Wed | Sep 20, 2017

Complete Honesty and Transparency with Love

Published:Sunday | September 18, 2016 | 9:00 AMJody-Anne Lawrence

Many people say love and respect is the key to a healthy relationship. But is it? Or is it? Is the key to a healthy relationship honesty?

According to relationship specialist and sexologist Dr Sidney McGill one of the goals in forming a committed long-term, intimate relationship is becoming progressively transparent - being open and honest. While all the details aren't necessary, he notes that there are cardinal facts that each partner needs to know about the other before a long-term commitment is reached.

If there are things that you have not disclosed, premarital counselling is a good medium to explore these issues. A third party sometimes helps to bring clarity or a fresh, unbiased perspective to the issue. If the issue affects the partner or the relationship in any way, it is their right to know, no matter how small you may think it is.
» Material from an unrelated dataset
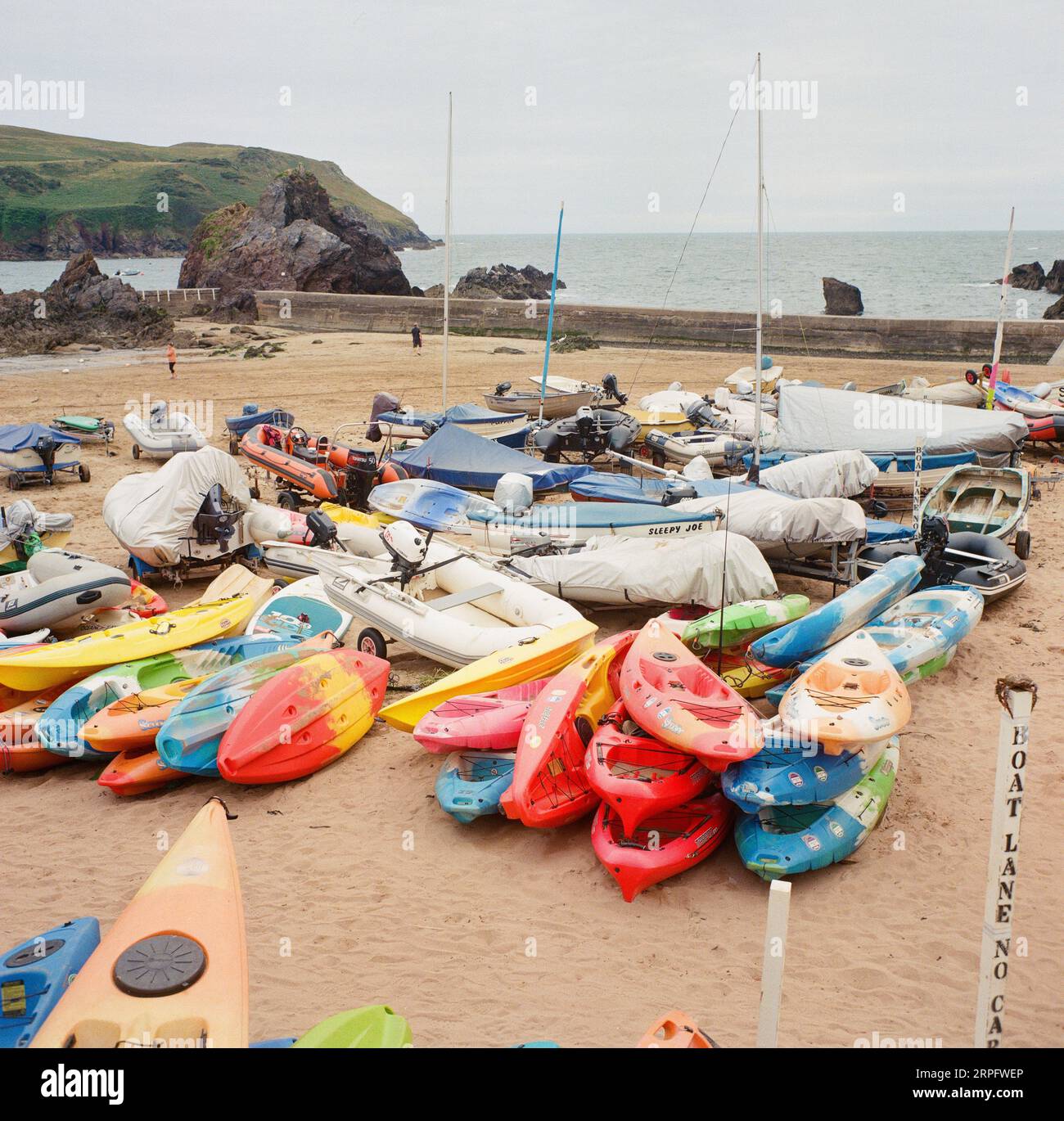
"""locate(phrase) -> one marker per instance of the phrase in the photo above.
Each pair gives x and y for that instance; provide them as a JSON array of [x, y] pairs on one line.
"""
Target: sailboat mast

Among these must-knows is the issue of fertility - whether you are able to have a child or not. This is something that people tend to take for granted and omit to discuss. According to Dr McGill, if you are aware that you are unable to have children, you should let your partner know. Give them the time to grieve for you and also give them the opportunity to think about whether or not this is a need for them. They should not be told at the last minute or after they have committed to you.

One thing that people tend to not think about is sexual orientation. However, Dr McGill advises that you should tell your partner if you are uncertain where this is concerned, especially if you've experimented with the opposite sex. He believes that this should be done in the presence of an expert.

As it pertains to terminal illness, this should not be something that you withhold from your partner. While you might believe that you are the one that is dealing with the illness, your significant other has the right to know what is it that they are getting into.

Among these, Dr McGill lists mental problems, addiction issues, financial problems, religious preferences, nutritional and diet preferences.

He advises that choosing the right time is also vital. "Ensure that they are at ease and comfortable, because breaking the news is never easy. Thus, you want a mutual relaxing location. A park or anywhere with a lot of greenery helps to set a relaxing tone. It will give you both a time to think without external pressure or distractions."